Your Data Guys are Your AI Guys
There is much being discussed about AI, but one might wonder who is actually doing the AI work? This field, after all, especially generative AI, is barely a few years old. Nobody has fifteen years of gen-AI experience, at least not that many can rightfully claim that. There is no seasoned AI workforce to hire from, because there has not been time to season one. And yet enterprises everywhere are staffing AI teams, filling AI roles, running AI programs. But the people in those seats have come from somewhere.
Look at the job descriptions and the answer is probably hiding in plain sight. The vocabulary is a little new and there are also new AI jargons. Prompt pipelines, retrieval, grounding, evaluation, MCP, RAG, orchestration, hallucinations and the list goes on. The change in the foundation is not that different. Expertise has defaulted to the nearest adjacent discipline as this is how expertise works: you can only build on what you already have and know. There were data teams, data platforms, data judgement, and AI landed on top of them. The people who know where the numbers came from in the data are the same people who might guess when a model is likely to be behaving abnormally. The people who watched the figures or screened for software bugs also spot patterns in confidently wrong AI outputs.
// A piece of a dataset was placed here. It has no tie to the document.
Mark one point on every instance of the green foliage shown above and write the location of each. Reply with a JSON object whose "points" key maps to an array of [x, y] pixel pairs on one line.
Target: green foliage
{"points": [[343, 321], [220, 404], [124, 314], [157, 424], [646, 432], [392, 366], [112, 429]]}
These instincts have come from years of being accountable for answers.
The field of data is two distinct areas wearing one name. There is a technical side that builds and moves, and a business side that governs and directs - and both of these are doing AI too now. The technical side became AI engineering: pipelines, grounding, evaluation, the platform itself. The business side became AI governance, AI solutions, AI strategy, AI transformation: deciding what the models are for, what they are allowed to do, where they are applied and what changes because of them. Neither side crossed into brand new territory; each quietly carried itself forward towards the future.
Prompting makes the point at the level of the individual where a prompt is perhaps thinking made more visible. What you ask, what you know to ask next, what you catch in the answer; it reveals the expertise behind it. Which is why prompting does not turn anyone into something new - it amplifies what is already there. The analyst prompts like an analyst and discovers more things. The engineer is now a prompt engineer. The mathematician prompts in proofs, step by step. The writer prompts for the right ideas and how to put them across. The architect prompts for the whole structure and whether it will hold before any of the parts. The strategist prompts three moves ahead to win. The finance head prompts about cost before anything else and makes sure all this still makes money. The inventor has something great again too.
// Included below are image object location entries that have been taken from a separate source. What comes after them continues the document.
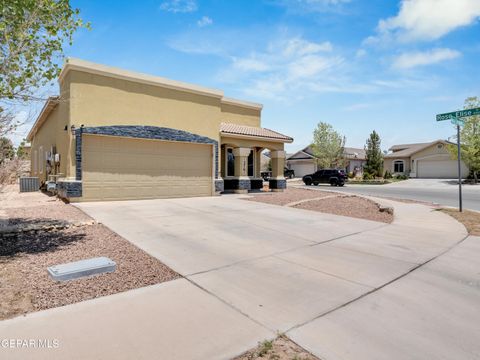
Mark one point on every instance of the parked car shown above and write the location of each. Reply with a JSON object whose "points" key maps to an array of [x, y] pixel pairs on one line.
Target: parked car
{"points": [[289, 174], [333, 177]]}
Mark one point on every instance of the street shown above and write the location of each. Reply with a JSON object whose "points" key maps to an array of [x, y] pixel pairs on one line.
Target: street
{"points": [[441, 191]]}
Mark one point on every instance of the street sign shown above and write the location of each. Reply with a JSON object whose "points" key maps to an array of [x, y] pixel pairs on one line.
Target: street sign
{"points": [[458, 114], [460, 122]]}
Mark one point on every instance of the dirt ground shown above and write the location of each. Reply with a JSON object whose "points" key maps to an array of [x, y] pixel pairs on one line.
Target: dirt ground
{"points": [[470, 219], [25, 285], [331, 203], [281, 348]]}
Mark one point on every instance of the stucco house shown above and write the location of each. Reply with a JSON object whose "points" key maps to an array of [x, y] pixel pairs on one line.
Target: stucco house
{"points": [[423, 160], [113, 134], [303, 161]]}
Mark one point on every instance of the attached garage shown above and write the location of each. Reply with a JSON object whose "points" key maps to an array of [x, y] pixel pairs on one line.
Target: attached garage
{"points": [[122, 168], [441, 169], [302, 168]]}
AI has made people become more of who they are.
The titles also moved with the new times. Data solutions became AI solutions. Data engineering became AI engineering. Data strategy became AI strategy. The rename happened quickly, as renames do. How much the people changed underneath the titles remains to be seen. Some carried real depth across: the same judgement, the same accountability, now pointed at models instead of reports. The rename was the easy part, but whether the work underneath has deepened or just re-labelled itself is the question every organization will answer in its own time, and mostly through delivery and performance.
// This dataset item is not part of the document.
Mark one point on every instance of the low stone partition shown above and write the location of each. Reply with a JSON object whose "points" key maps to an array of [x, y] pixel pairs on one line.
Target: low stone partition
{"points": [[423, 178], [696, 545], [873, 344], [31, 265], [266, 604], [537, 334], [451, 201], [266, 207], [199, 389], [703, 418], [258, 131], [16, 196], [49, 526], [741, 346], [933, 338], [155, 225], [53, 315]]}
So who now is the AI guy? There are many candidates to choose from. Perhaps it is the one with the new AI certificate from a reputed institution. Or the one whose role was AI amplified. The best thinkers of this time whose roles transcend AI agents, regardless of where they sit. The people who know where the real problems exist. The ones in leadership, with the ability to roll out even more impactful change. Each claim has its logic. But my perspective is that the closest match is quieter and perhaps the most obvious one: deep tech and your data guys. Deep tech because these are where products are invented and built. This is bigger than just the well-known brands as they are also the serious players inventing underneath, whether or not anyone knows their name. And your data guys, freshly promoted, still continue to hold the foundation everything runs on and apply it for your business context. Between them, these are the ones who will make AI products and implement them for your organization. Everyone else will use it well — the way everyone used data before, working alongside the same guys made that possible too.
Everything has changed, and yet everything is the same.